1. Les obligations des juridictions nationales à la suite d’une décision préjudicielle

59. Il est de jurisprudence constante qu’une décision préjudicielle de la Cour lie la juridiction nationale en ce qui concerne l’interprétation ou la validité des actes des institutions de l’Union européenne en cause pour la solution du litige au principal ( 19 ). L’article 267 TFUE exige que la juridiction de renvoi donne plein effet à l’interprétation du droit de l’Union fournie par la Cour ( 20 ).

60. Au-delà de ce type d’effet contraignant d’une décision préjudicielle qui pourrait être catégorisé comme étant inter partes, la jurisprudence de la Cour a uniquement confirmé explicitement l’effet contraignant erga omnes des déclarations d’invalidité de dispositions du droit de l’Union ( 21 ).

61. Toutefois, la même logique inter partes s’étend pleinement à toutes les étapes juridictionnelles ultérieures au sein de la même procédure au principal. Par conséquent, si les orientations de la Cour étaient sollicitées, par exemple, par une juridiction de première instance, alors la juridiction d’appel ou la Cour suprême saisie par la suite dans la même affaire serait également liée par les orientations fournies par la Cour dans cette affaire. Il s’agit là selon moi d’une extension de l’effet
contraignant inter partes parce que l’objet traité est toujours la même affaire impliquant les mêmes faits et les mêmes questions juridiques posées. Il ne s’agit pas de l’effet erga omnes (de par sa nature plus « vague ») présent dans d’autres affaires qui concernent d’autres faits et d’autres parties mais qui interprètent les mêmes dispositions du droit de l’Union ( 22 ).

62. Cela signifie en pratique que, si la déclaration interprétative contenue dans une décision préjudicielle exige que la juridiction nationale effectue un certain type d’appréciation, cette appréciation doit être réalisée afin de garantir la mise en œuvre correcte de cet arrêt et, ce faisant, la bonne application du droit de l’Union ( 23 ). Il en est a fortiori ainsi lorsque la Cour confie explicitement à la juridiction de renvoi, dans le dispositif de l’arrêt, le soin de vérifier certains éléments
afin d’établir la compatibilité du droit national avec le droit de l’Union.

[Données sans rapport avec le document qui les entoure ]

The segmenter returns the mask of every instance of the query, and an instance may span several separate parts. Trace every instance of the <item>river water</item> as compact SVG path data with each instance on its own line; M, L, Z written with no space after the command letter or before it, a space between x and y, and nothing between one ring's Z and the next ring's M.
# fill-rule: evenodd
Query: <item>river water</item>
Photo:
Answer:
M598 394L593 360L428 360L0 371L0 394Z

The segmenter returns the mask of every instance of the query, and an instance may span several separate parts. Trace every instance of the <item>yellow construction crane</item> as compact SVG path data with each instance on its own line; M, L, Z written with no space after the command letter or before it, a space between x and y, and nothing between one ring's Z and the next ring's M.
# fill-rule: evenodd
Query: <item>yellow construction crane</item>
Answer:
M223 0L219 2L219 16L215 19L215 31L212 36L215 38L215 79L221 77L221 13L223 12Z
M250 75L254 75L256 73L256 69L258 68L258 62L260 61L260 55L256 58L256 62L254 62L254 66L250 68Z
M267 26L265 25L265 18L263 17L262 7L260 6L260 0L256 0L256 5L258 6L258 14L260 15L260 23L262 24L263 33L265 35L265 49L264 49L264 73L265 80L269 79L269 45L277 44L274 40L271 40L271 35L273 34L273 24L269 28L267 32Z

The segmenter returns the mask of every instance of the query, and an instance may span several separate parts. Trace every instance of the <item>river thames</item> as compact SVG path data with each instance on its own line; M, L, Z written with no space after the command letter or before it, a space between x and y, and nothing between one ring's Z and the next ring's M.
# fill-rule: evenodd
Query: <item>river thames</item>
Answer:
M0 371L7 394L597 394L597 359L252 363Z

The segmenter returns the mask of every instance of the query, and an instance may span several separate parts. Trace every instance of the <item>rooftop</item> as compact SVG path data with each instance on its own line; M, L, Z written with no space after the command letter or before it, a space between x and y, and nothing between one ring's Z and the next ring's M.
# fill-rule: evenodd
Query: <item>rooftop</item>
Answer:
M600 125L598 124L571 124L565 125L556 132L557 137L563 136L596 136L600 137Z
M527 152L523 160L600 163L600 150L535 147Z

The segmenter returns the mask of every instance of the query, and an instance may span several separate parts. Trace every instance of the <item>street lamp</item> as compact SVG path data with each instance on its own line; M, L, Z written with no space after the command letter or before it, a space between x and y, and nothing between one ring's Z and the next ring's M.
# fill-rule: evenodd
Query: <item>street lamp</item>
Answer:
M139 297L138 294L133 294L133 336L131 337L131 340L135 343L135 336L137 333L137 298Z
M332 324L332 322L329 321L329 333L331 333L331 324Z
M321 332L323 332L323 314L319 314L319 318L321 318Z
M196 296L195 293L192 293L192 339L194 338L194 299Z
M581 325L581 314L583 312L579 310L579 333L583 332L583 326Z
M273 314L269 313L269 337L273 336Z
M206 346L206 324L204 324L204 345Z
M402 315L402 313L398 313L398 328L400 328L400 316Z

2. Autonomie procédurale nationale et effectivité

63. Dans ses observations, le gouvernement hongrois s’appuie largement sur le principe de l’autonomie procédurale nationale afin de souligner qu’il appartient à chaque État membre d’aménager les règles procédurales et les voies de droit. Il soutient en outre que, dans des affaires précédentes, notamment un arrêt concernant Hochtief AG ( 24 ), la Cour avait accepté différentes limites procédurales au contrôle juridictionnel quant au moment où une action pouvait être introduite et à quelles
conditions.

64. Il est en effet de jurisprudence constante qu’en l’absence de législation de l’Union dans ce domaine il appartient à chaque État membre, conformément au principe d’autonomie procédurale, de désigner les juridictions compétentes et de régler les modalités procédurales des recours destinés à assurer la sauvegarde des droits que les justiciables tirent du droit de l’Union. Il est cependant également de jurisprudence constante que, en vertu du principe de coopération loyale consacré par l’article 4,
paragraphe 3, TUE, les règles procédurales précises régissant les recours visant à garantir les droits des justiciables en vertu du droit de l’Union ne doivent pas être moins favorables que celles régissant les recours nationaux similaires (exigence d’équivalence) et ne doivent pas rendre impossible en pratique ou excessivement difficile l’exercice des droits accordés par le droit de l’Union (exigence d’effectivité) ( 25 ).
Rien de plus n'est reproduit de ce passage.